Can old dogs learn ingenious new tricks?
If clinical trials for cell and gene therapies become marred with safety issues, adoption will be slow and could be overshadowed by lower-cost, safer options. In 2017, Juno Therapeutics, together with Kite Pharma and Novartis, were considered the frontrunners of CAR T-cell therapies. However, that all changed when five patients died during a pivotal study of Juno’s leading CAR T-cell candidate, dooming the trial and delaying Juno by at least two years. Imagine if such issues persist in cell and gene therapy trials — regulations for these products, which are already developing slowly, would become even stricter. Even if approved, given their much higher price tags and previous history of safety issues, payers will be even more hesitant to reimburse them, adapting a wait-and-see stance to determine if cell and gene therapies actually provide enough of a health econometric benefit. Moreover, without clear evidence of benefits and given the high-profile nature of these therapies in the media, they could also struggle to win over doctors and their patients. In this scenario, companies will only succeed if they have good safety data and effective clinical engagement and are able to establish robust outcomes-based contracts.
Finally, imagine a scenario where the development of cell and gene therapies for complex diseases is never successful. This could stem from an inability to develop therapies that target diseases with multiple genetic components or from the genetic basis remaining undeciphered. Regardless, cell and gene therapy would be restricted to rare diseases. From the drug manufacturer’s point of view, as therapies — potentially curative therapies — are devised for rare disease with the greatest patient populations, the field will grow increasingly unattractive for further development. The FDA will need to provide additional incentives (e.g., by allowing longer periods of exclusivity for orphan drugs). At the same time, drug manufacturers will work with regulators to further decrease barriers to approval. Given the lack of patients for many rare diseases, trials for will need to utilize digital solutions, especially for recruitment, and become shorter, with combined phases that show both safety and efficacy. Later-stage trials will be replaced with rollover studies to demonstrate the longer-term effects of treatment.
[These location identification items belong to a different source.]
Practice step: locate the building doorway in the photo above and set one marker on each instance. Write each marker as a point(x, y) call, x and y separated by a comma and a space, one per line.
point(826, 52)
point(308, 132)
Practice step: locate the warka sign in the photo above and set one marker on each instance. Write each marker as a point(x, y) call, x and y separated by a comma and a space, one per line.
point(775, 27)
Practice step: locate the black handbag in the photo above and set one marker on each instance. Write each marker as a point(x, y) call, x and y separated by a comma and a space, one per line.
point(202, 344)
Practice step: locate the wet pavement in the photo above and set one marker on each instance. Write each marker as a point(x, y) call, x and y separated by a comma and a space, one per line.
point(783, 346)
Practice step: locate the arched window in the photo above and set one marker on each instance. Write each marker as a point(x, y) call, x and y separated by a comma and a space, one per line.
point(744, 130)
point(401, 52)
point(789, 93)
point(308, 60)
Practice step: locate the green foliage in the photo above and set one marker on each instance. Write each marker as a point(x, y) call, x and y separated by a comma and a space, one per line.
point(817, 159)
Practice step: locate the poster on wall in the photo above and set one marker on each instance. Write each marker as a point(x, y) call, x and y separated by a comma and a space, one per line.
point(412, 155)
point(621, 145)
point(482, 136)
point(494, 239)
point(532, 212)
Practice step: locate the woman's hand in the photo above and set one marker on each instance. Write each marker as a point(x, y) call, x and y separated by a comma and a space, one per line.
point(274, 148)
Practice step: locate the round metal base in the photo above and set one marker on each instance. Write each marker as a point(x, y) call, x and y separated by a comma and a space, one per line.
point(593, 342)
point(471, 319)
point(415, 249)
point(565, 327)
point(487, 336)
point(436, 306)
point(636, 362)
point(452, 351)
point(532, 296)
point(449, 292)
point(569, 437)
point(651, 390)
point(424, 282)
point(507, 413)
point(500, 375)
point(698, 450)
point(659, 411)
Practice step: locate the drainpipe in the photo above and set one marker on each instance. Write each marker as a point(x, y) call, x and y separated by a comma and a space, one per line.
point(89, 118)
While it remains to be seen which, if any, of these scenarios comes to fruition, we are confident that cell and gene therapies are the future. It is likely that the path to success for cell and gene therapy will consist of a combination of our imagined scenarios. It is also possible that none of these scenarios will come true at all. Regardless, it is important that life science companies consider the future and begin planning now to foresee challenges and redefine the world of tomorrow. Is your organization ready?